Zoro looked to the door to see Luffy poking his head inside. His hair was slightly ruffled; it must have been windy outside. He was looking at Zoro's mouth with a bit of concern, his hat tilting off of his hand as he tilted his head to the side. "Are you okay?"

"Yeah, Luffy, I'm fine," Zoro assured him.

But Luffy walked in anyway, sitting on the hammock and facing Zoro. "Does your lip hurt?"

Zoro raised an eyebrow, unsure of what Luffy was getting at. "Yeah, I just sliced it open on that thing." He jabbed his finger at the piece of wood jutting out from the window sill.

But Luffy was grinning.

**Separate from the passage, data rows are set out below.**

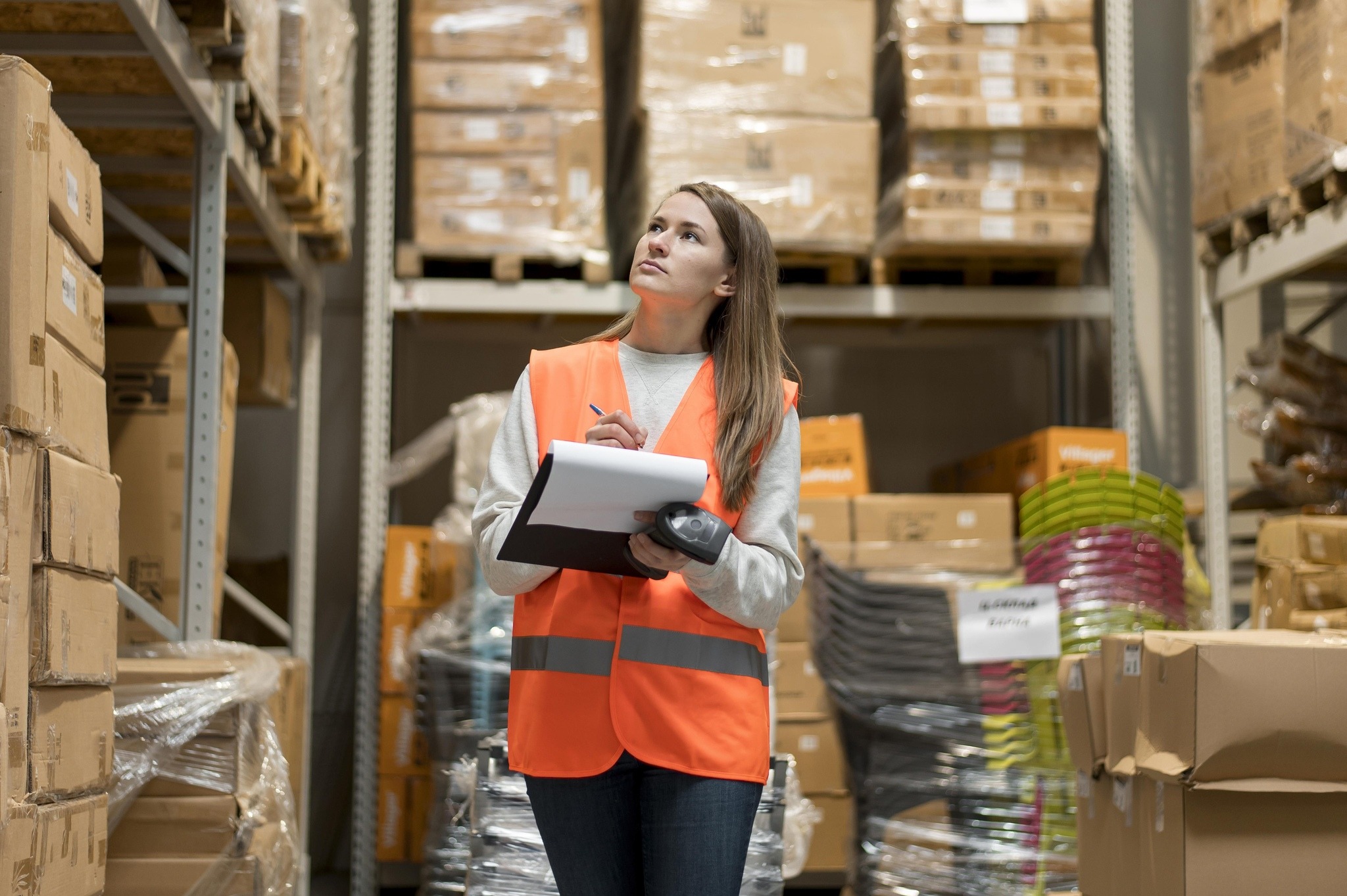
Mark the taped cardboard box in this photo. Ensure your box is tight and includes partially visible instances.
[47,229,105,373]
[1192,30,1286,227]
[411,59,604,112]
[28,686,113,801]
[40,327,110,469]
[28,567,117,685]
[225,276,292,406]
[641,113,879,253]
[108,327,238,644]
[411,0,604,67]
[1131,631,1347,788]
[0,55,51,433]
[47,110,103,265]
[639,0,874,118]
[851,495,1016,572]
[800,414,870,495]
[32,448,121,578]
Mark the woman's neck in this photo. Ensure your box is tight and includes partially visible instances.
[622,301,712,355]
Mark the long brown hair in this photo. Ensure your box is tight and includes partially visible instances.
[585,183,800,511]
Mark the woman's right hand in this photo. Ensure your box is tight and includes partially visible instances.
[585,410,649,451]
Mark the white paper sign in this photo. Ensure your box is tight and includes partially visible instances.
[959,585,1062,663]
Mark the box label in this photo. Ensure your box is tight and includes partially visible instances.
[958,585,1062,663]
[963,0,1029,24]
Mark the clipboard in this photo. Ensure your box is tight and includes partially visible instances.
[496,440,707,578]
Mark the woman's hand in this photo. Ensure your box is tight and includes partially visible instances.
[585,410,654,449]
[627,510,693,572]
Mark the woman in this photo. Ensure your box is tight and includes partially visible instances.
[473,183,803,896]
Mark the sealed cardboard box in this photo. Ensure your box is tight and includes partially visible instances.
[47,112,103,265]
[411,59,604,110]
[108,327,238,643]
[851,495,1016,572]
[28,686,113,799]
[374,775,411,862]
[32,450,121,577]
[641,113,879,254]
[41,331,110,469]
[411,0,604,67]
[804,793,855,872]
[378,697,429,775]
[1058,653,1109,775]
[0,55,51,433]
[639,0,874,118]
[1192,30,1286,227]
[1137,631,1347,784]
[775,719,848,793]
[47,229,105,373]
[1100,626,1142,778]
[775,643,833,721]
[800,414,870,498]
[225,276,291,405]
[28,567,117,685]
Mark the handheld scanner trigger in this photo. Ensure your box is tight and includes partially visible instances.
[650,503,730,564]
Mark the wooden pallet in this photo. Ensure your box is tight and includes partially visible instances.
[870,247,1085,287]
[393,242,613,284]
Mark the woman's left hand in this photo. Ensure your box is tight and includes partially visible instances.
[627,510,693,572]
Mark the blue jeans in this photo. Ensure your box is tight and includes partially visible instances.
[527,753,762,896]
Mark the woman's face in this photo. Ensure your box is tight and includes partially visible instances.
[629,193,734,306]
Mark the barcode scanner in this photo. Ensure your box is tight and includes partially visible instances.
[622,502,730,578]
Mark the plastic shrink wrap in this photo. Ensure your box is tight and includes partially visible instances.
[105,642,299,896]
[807,468,1187,896]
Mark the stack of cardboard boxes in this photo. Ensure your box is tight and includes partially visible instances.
[881,0,1099,254]
[1058,631,1347,896]
[630,0,878,254]
[104,657,307,896]
[411,0,608,266]
[0,57,118,896]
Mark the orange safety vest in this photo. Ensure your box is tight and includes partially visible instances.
[509,341,797,782]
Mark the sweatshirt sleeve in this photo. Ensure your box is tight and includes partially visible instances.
[473,367,556,596]
[683,408,804,630]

Before Zoro could ask what he was so happy about, Luffy leaned over and pressed his lips against Zoro's.

Zoro's eyes widened, too shocked too move away. He was shocked that Luffy was kissing him, but also shocked that it felt sort of... nice. He actually liked the feeling of Luffy's lips on his own.

Luffy pulled away, still grinning. He had a dribble of blood on his top lip; Zoro's blood.

"What was that for?" Zoro asked, still amazed.

Luffy laughed. "I kissed it better!" he said happily, beaming at his first mate.

Zoro couldn't help himself; he grinned as well. "Thanks, Luffy."

Luffy's smile faltered a bit. "Does it still hurt?" he asked worriedly.

Zoro was silent for a moment. It hadn't really hurt much at all before Luffy kissed him, and for some reason, it didn't hurt at all right now. In fact, he felt a small pleasant tingle run through his lips. It was a good tingle; it felt nice.

Zoro smiled. "Yeah, Luffy," he said. "It still hurts."


Me: I never knew I'd miss typing that much! I had so much fun typing this, I only intended it to be three pages!

Readers: (snorts)

Me: Well, you won't be seeing any more OP from me until the nest time I wrongly accuse someone of doing something. I hope you liked it, Digital!